By Sameer Rao Dec 08, 2017

Artist Alexandra Bell channels her critiques of the discriminatory bias she finds in The New York Times’ headlines into poignant art. She discussed her public art series "Counternarratives" in a new profile published by The Times yesterday (December 7). 

Her installations, which first emerged on buildings and subway station walls in Brooklyn last year, feature blown-up panels from print issues of The Times with examples of bias marked in black and red ink. The first work in the series, "A Teenager with Promise," displays side-by-side profiles of Michael Brown and Darren Wilson under the shared headline, “Two Lives at Crossroads in Ferguson." Bell crossed out "Two Lives at," as well as all parts of both profiles that did not explicitly reference Wilson killing the unarmed Brown in Ferguson, Missouri.

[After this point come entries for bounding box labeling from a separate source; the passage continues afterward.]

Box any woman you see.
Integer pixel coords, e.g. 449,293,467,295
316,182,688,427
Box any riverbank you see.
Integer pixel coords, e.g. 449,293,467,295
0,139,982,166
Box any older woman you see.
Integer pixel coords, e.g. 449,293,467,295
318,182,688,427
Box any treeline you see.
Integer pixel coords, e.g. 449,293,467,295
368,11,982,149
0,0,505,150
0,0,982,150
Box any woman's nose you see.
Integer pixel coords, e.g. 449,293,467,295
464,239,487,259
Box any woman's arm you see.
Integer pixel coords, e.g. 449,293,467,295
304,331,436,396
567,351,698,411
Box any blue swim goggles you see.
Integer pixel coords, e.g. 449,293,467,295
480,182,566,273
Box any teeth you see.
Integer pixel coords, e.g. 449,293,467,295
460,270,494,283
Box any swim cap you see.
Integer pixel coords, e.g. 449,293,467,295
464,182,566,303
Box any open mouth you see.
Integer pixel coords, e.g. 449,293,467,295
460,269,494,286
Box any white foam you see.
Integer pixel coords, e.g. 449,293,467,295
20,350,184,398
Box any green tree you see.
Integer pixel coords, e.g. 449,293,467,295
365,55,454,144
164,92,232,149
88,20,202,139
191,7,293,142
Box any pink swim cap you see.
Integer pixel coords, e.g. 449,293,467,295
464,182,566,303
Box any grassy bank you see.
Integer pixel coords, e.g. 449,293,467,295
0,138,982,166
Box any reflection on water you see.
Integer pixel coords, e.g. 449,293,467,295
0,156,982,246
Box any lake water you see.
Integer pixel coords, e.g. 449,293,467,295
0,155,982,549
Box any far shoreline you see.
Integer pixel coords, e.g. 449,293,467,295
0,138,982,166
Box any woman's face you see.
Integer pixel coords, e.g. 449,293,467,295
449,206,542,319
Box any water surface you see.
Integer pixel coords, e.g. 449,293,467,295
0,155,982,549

The piece juxtaposes that edit with another 2014 print page that shows Brown in graduation robes under a headline, "A Teenager With Promise," which originally read, "A Teenager Who Was Grappling With Problems and Promise." 

“The effort to make these two people just two regular people went too far," Bell told The Times. "You have a child and you have an agent of the state. They weren’t two homies in the hood and things didn’t work out, as the original headline, ‘Two Lives at Crossroads in Ferguson,’ implies.”

Another work in the series highlights how a sports story on American swimmer Ryan Lochte lying about being robbed during the Summer Olympics in Rio de Janeiro inexplicably used a photo of Jamaican sprinter Usain Bolt as its lead image: 


Counternarrative no. 2: Olympic Threat

A post shared by Alexandra Bell (@yesitsalex) on


“I choose a story because there’s been some kind of violation to me,” Bell explained. “It’s imperative to show how a turn of phrase or a misplaced photo has real consequences for people at the margins who are still suffering under the weight of unfair and biased representation.”